Types¶
Core data structures for extraction results, configuration, and metadata.
ExtractionResult¶
The result of a file extraction, containing the extracted text, MIME type, metadata, and table data:
kreuzberg.ExtractionResult
dataclass
¶
The result of a file extraction.
Source code in kreuzberg/_types.py
Attributes¶
chunks: list[str] = field(default_factory=list)
class-attribute
instance-attribute
¶
The extracted content chunks. This is an empty list if 'chunk_content' is not set to True in the ExtractionConfig.
content: str
instance-attribute
¶
The extracted content.
metadata: Metadata
instance-attribute
¶
The metadata of the content.
mime_type: str
instance-attribute
¶
The mime type of the extracted content. Is either text/plain or text/markdown.
tables: list[TableData] = field(default_factory=list)
class-attribute
instance-attribute
¶
Extracted tables. Is an empty list if 'extract_tables' is not set to True in the ExtractionConfig.
ExtractionConfig¶
Configuration options for extraction functions:
kreuzberg.ExtractionConfig
dataclass
¶
Represents configuration settings for an extraction process.
This class encapsulates the configuration options for extracting text from images or documents using Optical Character Recognition (OCR). It provides options to customize the OCR behavior, select the backend engine, and configure engine-specific parameters.
Source code in kreuzberg/_types.py
Attributes¶
chunk_content: bool = False
class-attribute
instance-attribute
¶
Whether to chunk the content into smaller chunks.

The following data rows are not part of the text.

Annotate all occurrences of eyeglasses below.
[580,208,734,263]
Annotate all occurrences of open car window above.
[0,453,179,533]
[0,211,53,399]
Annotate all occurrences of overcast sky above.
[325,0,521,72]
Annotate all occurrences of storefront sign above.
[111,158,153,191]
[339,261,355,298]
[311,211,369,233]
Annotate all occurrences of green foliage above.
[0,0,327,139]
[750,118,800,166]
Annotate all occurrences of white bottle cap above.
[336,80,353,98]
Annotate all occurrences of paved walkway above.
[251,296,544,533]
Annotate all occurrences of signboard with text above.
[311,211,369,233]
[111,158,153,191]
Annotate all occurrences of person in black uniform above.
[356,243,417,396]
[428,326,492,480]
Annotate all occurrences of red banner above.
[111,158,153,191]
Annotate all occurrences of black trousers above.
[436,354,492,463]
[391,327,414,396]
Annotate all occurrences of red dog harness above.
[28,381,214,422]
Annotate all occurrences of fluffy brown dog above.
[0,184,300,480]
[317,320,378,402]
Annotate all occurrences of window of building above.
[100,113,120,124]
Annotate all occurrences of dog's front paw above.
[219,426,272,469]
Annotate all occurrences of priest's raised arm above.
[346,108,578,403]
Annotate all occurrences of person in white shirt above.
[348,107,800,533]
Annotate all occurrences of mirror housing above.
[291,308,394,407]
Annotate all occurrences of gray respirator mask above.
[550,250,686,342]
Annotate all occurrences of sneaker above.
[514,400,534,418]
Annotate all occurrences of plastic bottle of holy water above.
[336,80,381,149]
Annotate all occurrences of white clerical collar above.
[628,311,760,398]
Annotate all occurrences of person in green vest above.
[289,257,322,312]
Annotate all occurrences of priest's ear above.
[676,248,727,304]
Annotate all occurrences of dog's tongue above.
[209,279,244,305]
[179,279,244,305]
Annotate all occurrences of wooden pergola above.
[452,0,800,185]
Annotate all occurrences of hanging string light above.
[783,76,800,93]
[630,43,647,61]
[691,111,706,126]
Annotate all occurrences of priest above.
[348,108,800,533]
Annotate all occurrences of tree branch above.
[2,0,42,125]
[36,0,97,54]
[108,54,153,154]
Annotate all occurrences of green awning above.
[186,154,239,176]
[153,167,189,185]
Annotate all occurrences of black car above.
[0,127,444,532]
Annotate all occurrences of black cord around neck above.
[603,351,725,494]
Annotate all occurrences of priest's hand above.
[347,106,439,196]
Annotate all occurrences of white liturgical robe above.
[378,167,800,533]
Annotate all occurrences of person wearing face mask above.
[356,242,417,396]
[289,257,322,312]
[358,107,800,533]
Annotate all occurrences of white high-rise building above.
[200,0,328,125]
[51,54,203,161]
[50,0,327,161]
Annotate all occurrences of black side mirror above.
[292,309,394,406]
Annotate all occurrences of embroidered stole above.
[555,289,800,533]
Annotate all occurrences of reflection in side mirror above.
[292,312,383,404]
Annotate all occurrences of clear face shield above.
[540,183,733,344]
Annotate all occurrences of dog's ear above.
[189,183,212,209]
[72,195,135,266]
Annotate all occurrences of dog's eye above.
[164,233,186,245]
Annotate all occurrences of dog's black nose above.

extract_tables: bool = False
class-attribute
instance-attribute
¶
Whether to extract tables from the content. This requires the 'gmft' dependency.
force_ocr: bool = False
class-attribute
instance-attribute
¶
Whether to force OCR.
gmft_config: GMFTConfig | None = None
class-attribute
instance-attribute
¶
GMFT configuration.
max_chars: int = DEFAULT_MAX_CHARACTERS
class-attribute
instance-attribute
¶
The size of each chunk in characters.
max_overlap: int = DEFAULT_MAX_OVERLAP
class-attribute
instance-attribute
¶
The overlap between chunks in characters.
ocr_backend: OcrBackendType | None = 'tesseract'
class-attribute
instance-attribute
¶
The OCR backend to use.
Notes
- If set to 'None', OCR will not be performed.
ocr_config: TesseractConfig | PaddleOCRConfig | EasyOCRConfig | None = None
class-attribute
instance-attribute
¶
Configuration to pass to the OCR backend.
post_processing_hooks: list[PostProcessingHook] | None = None
class-attribute
instance-attribute
¶
Post processing hooks to call after processing is done and before the final result is returned.
validators: list[ValidationHook] | None = None
class-attribute
instance-attribute
¶
Validation hooks to call after processing is done and before post-processing and result return.
Functions¶
get_config_dict() -> dict[str, Any]
¶
Returns the OCR configuration object based on the backend specified.
RETURNS | DESCRIPTION |
---|---|
dict[str, Any] | A dict of the OCR configuration or an empty dict if no backend is provided. |
Source code in kreuzberg/_types.py
TableData¶
A TypedDict that contains data extracted from tables in documents:
kreuzberg.TableData
¶
Bases: TypedDict
Table data, returned from table extraction.
Source code in kreuzberg/_types.py
OCR Configuration¶
TesseractConfig¶
kreuzberg.TesseractConfig
dataclass
¶
Configuration options for Tesseract OCR engine.
Source code in kreuzberg/_ocr/_tesseract.py
Attributes¶
classify_use_pre_adapted_templates: bool = True
class-attribute
instance-attribute
¶
Whether to use pre-adapted templates during classification to improve recognition accuracy.
language: str = 'eng'
class-attribute
instance-attribute
¶
Language code to use for OCR. Examples: - 'eng' for English - 'deu' for German - multiple languages combined with '+', e.g. 'eng+deu')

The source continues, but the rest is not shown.